You may wonder about the safety of your air conditioner when it's stormy with frequent lightning. Lightning could hit your AC condenser directly, or it could strike and affect the wiring in your home. In either case, the storm could put your AC out of service until you've had repairs done. Here's a look at three types of damage a lightning storm might cause your air conditioner.
1. Physical Damage To The AC
A lightning strike has a lot of power, and it can do damage to your roof, trees near your house, and anything that's connected to your home's electrical system. When your house or AC receives a direct hit, there will be physical evidence in the form of char marks, twisted metal, melted rubber, and destroyed wiring.
If you're home at the time, you'll hear a loud bang when your home is hit, so you'll know instantly when it happens.

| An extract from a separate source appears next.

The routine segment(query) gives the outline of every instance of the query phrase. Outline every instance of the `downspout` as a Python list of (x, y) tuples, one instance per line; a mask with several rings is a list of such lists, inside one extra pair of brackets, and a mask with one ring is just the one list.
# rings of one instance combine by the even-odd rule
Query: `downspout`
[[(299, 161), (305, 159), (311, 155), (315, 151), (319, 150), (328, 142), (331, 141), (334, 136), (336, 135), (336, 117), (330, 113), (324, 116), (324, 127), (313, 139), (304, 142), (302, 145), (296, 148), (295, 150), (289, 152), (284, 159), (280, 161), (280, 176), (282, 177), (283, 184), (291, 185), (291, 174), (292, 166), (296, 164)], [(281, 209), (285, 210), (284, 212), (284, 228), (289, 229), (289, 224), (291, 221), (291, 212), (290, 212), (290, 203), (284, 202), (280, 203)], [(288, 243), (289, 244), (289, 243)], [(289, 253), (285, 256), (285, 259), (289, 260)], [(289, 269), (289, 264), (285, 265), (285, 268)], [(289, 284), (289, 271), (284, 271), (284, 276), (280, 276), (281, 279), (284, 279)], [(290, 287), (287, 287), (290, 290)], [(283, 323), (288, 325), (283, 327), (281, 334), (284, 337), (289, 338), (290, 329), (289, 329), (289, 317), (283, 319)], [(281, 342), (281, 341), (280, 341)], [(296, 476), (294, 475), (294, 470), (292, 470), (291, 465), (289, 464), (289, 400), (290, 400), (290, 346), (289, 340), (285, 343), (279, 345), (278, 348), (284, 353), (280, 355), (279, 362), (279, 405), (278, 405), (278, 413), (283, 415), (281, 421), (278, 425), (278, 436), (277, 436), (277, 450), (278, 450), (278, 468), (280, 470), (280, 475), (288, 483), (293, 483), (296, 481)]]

If you return home later to see lightning damage to your AC condenser outdoors, turn off your AC and leave it off until an air conditioning repair service can check all the parts.
2. Damage To Electronic Parts
Lightning can also cause damage due to power surges it sends in your home. Since power surges are so damaging, it's good to turn your AC off just like you might turn off and unplug your electronics when there's a lot of lightning. A power surge might do damage to a capacitor in your air conditioner. This is an electronic part that acts as a battery when your air handler or condenser fan kicks on.
When a capacitor goes bad, the signs might not be obvious unless the capacitor is totally dead. However, if a capacitor is malfunctioning, it can strain the fan motor, blower motor, or even the compressor. This can cause damage to the motors or the compressor, and a compressor is an expensive part to replace. A capacitor is an inexpensive part that should be replaced when it starts to act up so it won't do damage to other parts in your air conditioner.
3. Damage To Wiring
Wiring between the air conditioner and electrical panel might be damaged during a storm. The electrical panel could also be damaged. Fuses in the AC might also be blown out. It can be difficult to know the exact cause of your AC malfunction, especially if there are no external signs of storm damage. However, if your AC trips a circuit breaker repeatedly, turn off the AC and leave it off until a repair technician has checked the system and found the reason for the problem.